Elles vous apporteront cette voix, cette musique interne, cette mélodie qui est véritablement la vôtre.
Votre mélodie transformera la symphonie du monde qui vous entoure, qu’elle soit grande ou petite, elle le changera !
Le monde en a besoin et vous méritez cela.
Trouvez votre frère, trouvez votre petite sœur et quand vous les rencontrerez dites-leur bonjour de ma part, nous sommes amis !
Portez-vous bien. »
J’entends, pendant que j’écris, certains d’entre vous s’écrier mais enfin c’est un discours absolument démagogique. C’est le patron de Danone, s’il croit ce qu’il dit, il ne peut rester à la tête d’une multinationale qui doit contenter ses actionnaires cupides et avides.
Je ne crois pas. Je pense qu’il a compris quelque chose de fondamental : Le creusement des inégalités dans le monde est une voie sans issue qui se retournera tôt ou tard contre ceux qui accaparent les richesses. « Sans justice sociale, il n’y aura plus d’économie », cette phrase n’est pas une réflexion dogmatique ou une croyance gauchisante, mais l’aboutissement d’une réflexion rationnelle.
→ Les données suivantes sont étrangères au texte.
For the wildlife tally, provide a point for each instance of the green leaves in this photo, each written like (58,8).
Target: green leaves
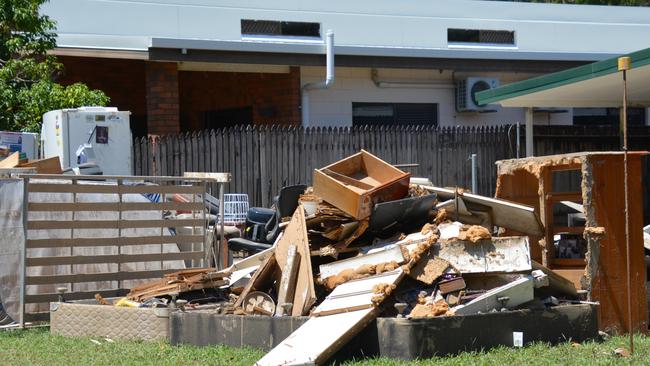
(27,72)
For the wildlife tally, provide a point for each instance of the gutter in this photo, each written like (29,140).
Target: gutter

Je ne le crois pas non plus parce qu’Emmanuel Faber est un esprit particulier que vous pourrez découvrir dans cet article de «La Croix ».
La découverte de la pensée phénoménologique, notamment grâce à un essai de George Steiner sur Martin Heidegger, lui fait entrevoir la possibilité d’un « passage » vers « l’humanité du réel » en quittant « la prison rassurante de la rationalité toute puissante ». Il parviendra progressivement à « faire une place à cette échappée » dans sa vie professionnelle en rejoignant Danone. Ironie de l’histoire, c’est un peu pour sa « part d’ombre », c’est-à-dire sa dureté en affaires, en tout cas sa réputation de redoutable négociateur, que le groupe fait appel à lui en 1997 comme directeur financier. Mais, en même temps, il pressent que, dans cette maison un peu différente des autres, il va pouvoir « essayer des trucs », expérimenter d’autres « réglages » du fonctionnement des entreprises.
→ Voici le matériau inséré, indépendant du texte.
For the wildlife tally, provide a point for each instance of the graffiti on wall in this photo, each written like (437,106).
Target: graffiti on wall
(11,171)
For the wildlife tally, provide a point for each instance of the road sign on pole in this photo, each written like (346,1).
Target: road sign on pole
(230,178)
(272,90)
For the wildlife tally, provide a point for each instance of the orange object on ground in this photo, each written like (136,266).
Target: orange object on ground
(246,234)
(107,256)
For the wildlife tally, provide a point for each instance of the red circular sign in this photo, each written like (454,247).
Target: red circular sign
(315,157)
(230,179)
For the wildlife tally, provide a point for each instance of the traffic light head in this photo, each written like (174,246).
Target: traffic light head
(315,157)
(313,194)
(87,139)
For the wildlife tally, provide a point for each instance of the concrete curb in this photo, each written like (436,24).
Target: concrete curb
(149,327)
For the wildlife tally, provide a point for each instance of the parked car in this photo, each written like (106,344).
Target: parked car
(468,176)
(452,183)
Dès 1972, dans un discours resté célèbre, le bâtisseur du groupe Danone, Antoine Riboud, affirmait qu’il n’y a pas de richesse économique sans développement humain. Fidèles à cet héritage, son fils Franck (qui lui a succédé comme PDG), Emmanuel Faber et les équipes de Danone vont mettre au point plusieurs outils, développer des formes différentes d’activité économique. La plus célèbre est la filiale commune créée au Bangladesh avec la Grameen Bank de Muhammad Yunus, l’inventeur du microcrédit. Cette usine prototype produit des yaourts hautement nutritifs à très bas prix. Le lait est fourni par des éleveurs locaux, les produits sont commercialisés par des colporteuses travaillant à leur compte.
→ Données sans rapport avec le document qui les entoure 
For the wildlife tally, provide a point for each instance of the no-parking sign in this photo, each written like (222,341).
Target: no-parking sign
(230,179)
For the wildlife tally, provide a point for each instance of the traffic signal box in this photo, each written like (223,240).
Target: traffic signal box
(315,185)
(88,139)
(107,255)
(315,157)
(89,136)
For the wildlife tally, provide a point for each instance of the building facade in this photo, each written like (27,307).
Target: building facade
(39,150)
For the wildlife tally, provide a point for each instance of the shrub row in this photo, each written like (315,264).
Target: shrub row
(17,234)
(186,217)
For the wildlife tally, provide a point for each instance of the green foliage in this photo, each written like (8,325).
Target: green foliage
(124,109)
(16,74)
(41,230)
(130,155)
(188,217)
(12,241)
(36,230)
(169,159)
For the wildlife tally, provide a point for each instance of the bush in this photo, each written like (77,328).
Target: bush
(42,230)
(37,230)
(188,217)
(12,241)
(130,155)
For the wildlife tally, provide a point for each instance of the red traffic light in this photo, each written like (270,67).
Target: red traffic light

Emmanuel Faber le dit clairement : la rencontre avec le prix Nobel de la paix 2006 a été décisive : « Yunus nous a donné confiance. Il a été le déclic qui nous a fait dire : on va dans cette direction. » D’autres projets de cette nature, relevant de l’entrepreneuriat social, ont été lancés depuis, en partie financés par une sicav solidaire dénommée « danone.communities », auquel le groupe a souscrit ainsi qu’un tiers de ses salariés français. En 2009, les actionnaires ont aussi accepté de prélever 100 millions d’euros sur les bénéfices afin de créer un fonds soutenant « l’écosystème » de Danone, c’est-à-dire les petites entreprises qui fournissent le groupe. Ce qui a permis, en deux ans, de consolider environ 15 000 emplois dans le monde. Ainsi, selon l’expression d’Emmanuel Faber, se développe une « zone démilitarisée » qui montre qu’« un autre monde est possible ». Le manager ne craint pas de reprendre ce célèbre slogan, lui qui a participé au Forum social de Belém en 2009, tandis que Franck Riboud intervenait au Forum de Davos.
Alors, il ne s’agit pas d’être naïf et de croire que nous sommes sur le bon chemin.
Mais de se rassurer qu’il y a, peut-être de manière maladroite ou étonnante, des prises de conscience que la cupidité et la seule compétition ne pourront que nous mener au désastre, qu’il faut le plus vite possible songer à la coopération et aux possibilités d’aller vers plus de justice sociale.